Verlander’s no-hit bit was gone after one batter. His shutout bid was gone after a leadoff home run in the second. And the New York Mets, who had 38 hits and 30 runs during the previous two days, mounted multiple scoring threats and amassed bountiful two-strike foul balls, all of which kept Verlander on edge and drove up his pitch count.

That’s what made Verlander’s seven-inning outing in a 5-2 victory so impressive Thursday, in a much different way than the rest of his dominant June.

He threw 120 pitches, five fewer than the maximum pitch count in place for him. He managed to allow only one run before handing the final two innings to Joaquin Benoit and Jose Valverde, the only relievers in the overworked bullpen who didn’t work one of the previous two games.

It wasn’t his typical every-fifth-day masterpiece, yet held a beauty of its own for the 11-game winner who has victories in seven consecutive starts.

"I didn’t pitch well. I battled well. And that’s something I pride myself on," Verlander said. "I’ve been on a pretty good run here, had pretty doggone good stuff for a period of time here, and you’ve got to know that’s not going to last the entire season. But when you don’t have your best stuff, and you don’t have your best control, it’s just a matter of going out there and really grinding through it."

Jim Leyland said for Verlander to hold down the Mets after their two-day offensive barrage, the likes of which the Tigers manager said he never had seen before, "just shows you how good he is."

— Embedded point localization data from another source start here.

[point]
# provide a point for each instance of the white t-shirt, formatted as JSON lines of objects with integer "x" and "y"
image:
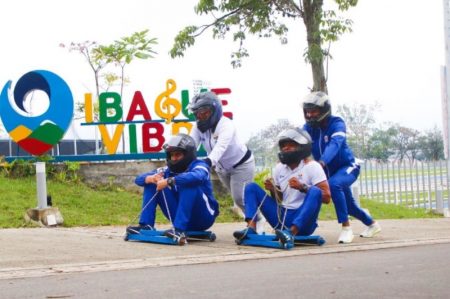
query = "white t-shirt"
{"x": 310, "y": 173}
{"x": 223, "y": 146}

"That’s even higher praise today, for me, for Justin Verlander," Leyland said. "I would even have higher praise for him today than some other days, because you go out there where you’re not maybe quite as sharp as you’ve been, and hold a team that got that many hits and scored that many runs in the last two nights. It’s pretty unbelievable, really."

Leyland, asked to name his most dominant starting pitchers in a managerial career dating to 1986, had a short list.

"Doug Drabek, Kevin Brown, Justin Verlander -- and those guys were pretty good," Leyland said, the first two being his former staff aces with the Pittsburgh Pirates and Florida Marlins.

Verlander left runners in scoring position in the first, fourth and fifth innings. He allowed a solo home run to Mets cleanup hitter Daniel Murphy in the second. In the seventh, left fielder Brennan Boesch threw out Josh Thole trying to score on a fly ball.

"I’m a little bit disappointed in myself for not being able to go out there and find my rhythm like I would like to, but, at the same time, pretty pleased with the way that I was able to go out there and give us a chance," Verlander said.

The victory pushed Verlander to 11-3 and he kept pace for the major-league lead with CC Sabathia of the New York Yankees, who also recorded his 11th win.

Catcher Alex Avila said Verlander was "all over the place with his fastball and his curveball wasn’t as sharp."

"He definitely struggled with his command on all his pitches today," Avila said. "He clearly didn’t have his best stuff. It’s funny, because he still pitched a really good ballgame and you’re still, like, ‘He really didn’t have his best stuff.’ But 99 percent of pitchers will take that."

After the third inning, when the Tigers gave Verlander a three-run cushion, the pitcher became more focused on reducing his pitch count and getting Mets hitters to put the ball in play. That worked for him in a 1-2-3 sixth inning, which secured his opportunity to pitch the seventh.

"Obviously, you don’t want to throw it right down the meat of the plate and have them tee off on you," he said. "But, for me, it’s trying to throw 91, 92, 93, hit my spots, and have them hit balls weakly into play."

Verlander was 6-0 with a 0.92 ERA in June, making him the first major-leaguer with a 6-0 record and sub-1.00 ERA since Kenny Rogers, for Texas, in May 2005, and the first Tiger with five-plus starts and a sub-1.00 ERA since Doyle Alexander in September 1987.

The first game of the season’s second half pushed the Tigers (44-38) a half-game ahead of idle Cleveland for the American League Central lead.

Andy Dirks hit a home run for the third consecutive day, giving him six, and he also had a hit in the three-run third inning which gave Verlander some cushion.

"I’ve been working in the cage with Mac, trying to find some stuff that works for me, and get me back locked in," Dirks said, referring to hitting coach Lloyd McClendon. "I kind of lost it there for a little bit. But that’s part of the game. You just keep battling."